On June 11, two professors of law sent a letter to the State Council to challenge the government's directive to ship all PCs in China with a software, known as "Green Dam-Youth Escort", that filters Internet access.
![]() |
Wei Yongzhen, professor at Hong Kong Shue Yan University, and Zhou Ze, associate professor at China Youth University for Political Science, wrote that the new requirement violates the Government Purchase Law, the Unfair Competition Law and the Antimonopoly Law.
The two professors also wrote in a letter to the cabinet's Antimonopoly Committee that the requirement will decrease competition, damage the interests of consumers and facilitate abuse of administrative powers.
On the same day, Li Fangping of Beijing's Ruifeng Law Firm urged the Ministry of Industry and Information Technology to hold a public forum to explain the directive.
The ministry said it is requiring all computers sold in China starting July 1 to be shipped with Green Dam Youth Escort, citing the need to protect Chinese youth from pornography and other harmful websites.

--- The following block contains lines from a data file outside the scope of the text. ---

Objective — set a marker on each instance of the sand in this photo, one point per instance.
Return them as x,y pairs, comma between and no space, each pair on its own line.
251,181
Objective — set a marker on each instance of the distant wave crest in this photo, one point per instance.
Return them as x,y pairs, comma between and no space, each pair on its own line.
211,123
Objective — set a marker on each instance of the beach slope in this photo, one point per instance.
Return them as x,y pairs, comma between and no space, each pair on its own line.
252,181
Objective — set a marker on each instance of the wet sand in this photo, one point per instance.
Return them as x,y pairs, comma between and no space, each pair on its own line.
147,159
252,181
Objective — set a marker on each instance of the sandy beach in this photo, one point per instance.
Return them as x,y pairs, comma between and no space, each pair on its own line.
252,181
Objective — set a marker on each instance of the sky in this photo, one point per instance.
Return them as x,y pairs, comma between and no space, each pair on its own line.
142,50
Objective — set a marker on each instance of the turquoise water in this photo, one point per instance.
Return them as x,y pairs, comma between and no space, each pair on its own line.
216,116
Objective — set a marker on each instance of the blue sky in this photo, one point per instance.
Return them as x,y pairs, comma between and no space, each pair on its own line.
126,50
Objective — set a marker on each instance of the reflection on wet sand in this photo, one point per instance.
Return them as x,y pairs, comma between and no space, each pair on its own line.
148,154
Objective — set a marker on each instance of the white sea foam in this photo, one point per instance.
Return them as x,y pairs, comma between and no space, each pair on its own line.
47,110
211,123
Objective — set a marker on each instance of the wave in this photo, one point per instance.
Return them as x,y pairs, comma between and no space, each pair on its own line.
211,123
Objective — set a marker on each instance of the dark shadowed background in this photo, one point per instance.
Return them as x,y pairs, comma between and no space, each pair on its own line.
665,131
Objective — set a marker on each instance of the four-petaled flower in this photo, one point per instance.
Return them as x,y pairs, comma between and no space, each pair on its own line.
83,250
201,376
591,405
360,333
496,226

Green Dam filters sites designated as harmful, controls time spent online, manages computer game playing and records Internet usage to help parents monitor their children's online habits.
The ministry said it bought the software for 41.8 million yuan, with one-year use rights, from Jinhui Computer System Engineering Co and Dazheng Language Processing Science Co. All PC buyers will receive the software for free, installed on either the computers' hard drives or included in a compact disc with each purchase, according to the ministry.